University dissertation from Engineering Geology, Lund University

Abstract: The adaptation of geophysical methods for civil engineering purposes represents an important contribution to the development of geotechnical site investigation methodology. The term geotechnical site investigation here refers to all investigations performed prior to or during construction; i.e. investigations to support and refine a conceptual geological model as well as to provide a model of geotechnical design parameters. At any stage in the site investigation process, geophysical methods provide information to facilitate the interpolation of geological, geotechnical and hydro-geological structures between positions where detailed information, e.g. from drilling, are available. Geophysical methods have the potential to provide information that describes sections, areas or volumes; such information that would not be readily available from any other investigation method.

Common to almost all geophysical methods is the need for inverse modelling of the observed data. The modelling result can be interpreted directly in terms of the physical properties that it describes.

DC resistivity and surface wave seismics are two methods that perform well in geotechnical site investigations. This thesis focuses on the use of these two methods and different approaches for inverse modelling; the thesis illustrates and comments on the value of these approaches, e.g. through field studies.

- 2D smooth inversion, the commonly used technique for inversion of profiling resistivity data, is a robust technique also for data from complicated geological environments. However, this method is unable to produce sharp layer interfaces, which sometimes makes the resulting models difficult to interpret.

- 3D smooth inversion of resistivity data results in improved models in environments with prominent three-dimensional structures.
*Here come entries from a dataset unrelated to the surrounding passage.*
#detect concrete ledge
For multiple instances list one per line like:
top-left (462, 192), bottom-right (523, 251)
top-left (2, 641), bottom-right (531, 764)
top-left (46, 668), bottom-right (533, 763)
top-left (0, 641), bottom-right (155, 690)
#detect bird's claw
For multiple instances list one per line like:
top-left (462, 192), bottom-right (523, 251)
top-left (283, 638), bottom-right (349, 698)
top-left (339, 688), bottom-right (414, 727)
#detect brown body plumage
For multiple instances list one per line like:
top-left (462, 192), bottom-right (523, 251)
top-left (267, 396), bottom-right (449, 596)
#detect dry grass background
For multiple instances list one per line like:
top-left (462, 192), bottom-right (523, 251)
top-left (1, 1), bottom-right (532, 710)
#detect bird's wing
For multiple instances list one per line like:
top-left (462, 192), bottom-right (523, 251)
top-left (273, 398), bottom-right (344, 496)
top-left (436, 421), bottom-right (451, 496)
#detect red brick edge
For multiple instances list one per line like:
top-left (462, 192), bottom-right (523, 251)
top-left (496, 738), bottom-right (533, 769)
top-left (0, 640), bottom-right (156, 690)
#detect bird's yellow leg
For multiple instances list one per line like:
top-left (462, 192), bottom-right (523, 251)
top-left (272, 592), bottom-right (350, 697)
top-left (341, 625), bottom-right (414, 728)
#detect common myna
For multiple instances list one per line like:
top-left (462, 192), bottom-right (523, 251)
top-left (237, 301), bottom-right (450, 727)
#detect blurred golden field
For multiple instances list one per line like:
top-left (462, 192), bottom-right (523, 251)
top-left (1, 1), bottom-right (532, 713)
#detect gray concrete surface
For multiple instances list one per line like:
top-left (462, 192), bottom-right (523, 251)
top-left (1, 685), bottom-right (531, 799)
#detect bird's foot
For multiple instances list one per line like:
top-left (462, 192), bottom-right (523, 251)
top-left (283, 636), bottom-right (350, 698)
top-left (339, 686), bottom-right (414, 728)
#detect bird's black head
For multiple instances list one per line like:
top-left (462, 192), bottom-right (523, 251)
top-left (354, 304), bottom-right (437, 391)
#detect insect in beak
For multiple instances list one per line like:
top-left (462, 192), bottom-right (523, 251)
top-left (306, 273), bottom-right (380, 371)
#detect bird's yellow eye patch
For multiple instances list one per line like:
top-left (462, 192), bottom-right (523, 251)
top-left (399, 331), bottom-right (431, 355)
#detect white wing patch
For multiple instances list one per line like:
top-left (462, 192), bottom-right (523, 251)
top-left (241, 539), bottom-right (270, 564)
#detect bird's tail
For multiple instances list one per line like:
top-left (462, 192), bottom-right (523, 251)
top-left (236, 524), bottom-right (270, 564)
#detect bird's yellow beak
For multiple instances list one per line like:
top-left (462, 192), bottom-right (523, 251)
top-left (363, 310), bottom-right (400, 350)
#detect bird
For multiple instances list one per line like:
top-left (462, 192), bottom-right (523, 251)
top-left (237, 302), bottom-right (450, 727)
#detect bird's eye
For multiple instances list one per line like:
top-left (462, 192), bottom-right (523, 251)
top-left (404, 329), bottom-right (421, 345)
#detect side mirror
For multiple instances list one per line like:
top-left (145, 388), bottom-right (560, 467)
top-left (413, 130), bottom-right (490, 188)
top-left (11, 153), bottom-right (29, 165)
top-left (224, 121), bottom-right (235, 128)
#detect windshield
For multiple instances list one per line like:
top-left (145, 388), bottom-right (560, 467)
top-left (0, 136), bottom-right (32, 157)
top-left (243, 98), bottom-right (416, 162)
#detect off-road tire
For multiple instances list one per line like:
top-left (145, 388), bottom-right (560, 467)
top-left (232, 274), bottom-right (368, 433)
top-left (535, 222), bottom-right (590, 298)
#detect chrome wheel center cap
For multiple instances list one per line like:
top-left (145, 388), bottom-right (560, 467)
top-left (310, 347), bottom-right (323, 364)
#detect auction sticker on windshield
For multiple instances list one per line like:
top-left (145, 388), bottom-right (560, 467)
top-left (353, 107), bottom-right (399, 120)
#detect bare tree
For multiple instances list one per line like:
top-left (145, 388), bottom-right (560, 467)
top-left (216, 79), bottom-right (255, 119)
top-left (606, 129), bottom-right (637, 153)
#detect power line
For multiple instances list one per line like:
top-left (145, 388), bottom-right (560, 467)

- The recently developed laterally constrained inversion of resistivity data provides a few-layer model together with estimates of the uncertainty of model parameters. When this technique is used together with 2D smooth inversion the interpretability of the results is improved.

- The laterally constrained inversion of dispersion curves from surface wave seismic data for a layered shear wave velocity model was developed within this thesis work. It provides a more stable inversion process compared to individual inversion of the dispersion curves.

- The new concept of mutually constrained inversion is implemented for the first time for combined inversion of resistivity and surface wave seismic data. It produces a better model estimate than separate inversion of the two data types and still allows for differences in geometry between the shear wave velocity and the resistivity models.

- By constraining the model geometry with a priori information, the effects from problems with hidden or suppressed layers, non-uniqueness and equivalence in the inversion can be reduced. The laterally constrained inversion allows the inclusion of a priori information on the model so that the uncertainties of the geophysical model parameters are reduced and the final geophysical model is improved.

These methods for measurement and inversion of geophysical data provide cost-effective, fast and robust tools for describing geological units. If they are used to complement the traditional geotechnical methods, an improved material model is achieved. This in turn leads to a safer design and at the end most probably a reduction of the construction costs.